If creating havoc is a goal, then this Buckeye defensive line is intent on taking a step-by-step process to achieve that goal. Passivity is passé, and aggression is the new black.
"We're able to do some stuff that we didn't do last year as far as penetration and cutting up gaps," Schutt said.
"As far as our rotation, you get your five or six plays as hard as you can go. Run to the ball, and then we'll get a new guy in there so we'll be fresh late in games, which is very nice."
The rotation is designed to keep the defensive line fresh, and the constant aggression is designed to make sure the opposing offensive line is always under attack.
If a defensive line can get penetration, then everything else begins to break down as well. An offensive line is always going to put up a fight, but if they get put on their heels early, that fight usually ends up on the bad end for the offense.
Keep in mind, a steamroller doesn't concern itself with a few rocks, and a defensive line in hot pursuit doesn't worry about the first road block that it sees.
"We want to be a factor in the passing game, no question about that," Johnson said. "So we'll stop the run and run right through the run to the pass, so that's the style."
While the journey of a thousand miles may begin with just one step, for the Buckeye defense the journey towards stopping the running game and the passing game will both apparently follow the same path.
The plan for the Ohio State defensive line is simply to overwhelm whatever is in front of them, and if that ends up being a run play or a pass play, the Buckeyes don't plan on discriminating.
You might say that they are set on being an equal opportunity defensive line.
"Just as fast as we can get off the ball and run to the ball, that's all we've been about," defensive end Joey Bosa said this spring.
"Right now our focus as a whole team is just to play fast and we'll worry about making mistakes later, and scheme and stuff like that. This spring we're just trying to play fast, and then when camp comes we'll start thinking about putting in our whole playbook."

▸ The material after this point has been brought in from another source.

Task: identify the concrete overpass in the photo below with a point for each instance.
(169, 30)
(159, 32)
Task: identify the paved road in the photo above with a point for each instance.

Telling a defensive line not to worry about mistakes is a little bit like greasing up a slip 'n slide before you turn on the hose.
"There's mistakes, they're all fixable, but as long as people are going hard, it's all good and it's all fixable," said Bosa.
Mistakes will certainly be made, but when you demolish a house, do they take points away for using the wrong door?
That's sort of the method that the defensive line's madness will employ. Go fast, be quick, and then devastate. Mistakes can be corrected, but speed and aggression should never have to be.
By using their quickness, the Buckeye defensive line plans to negate what offenses are able to do regardless of whether they choose to run or pass.
Run? Pass? These are just words, and for the Buckeyes, they won't change what the defensive line plans on doing.
Havoc can come in many forms, and it has never once concerned itself with the situation at hand.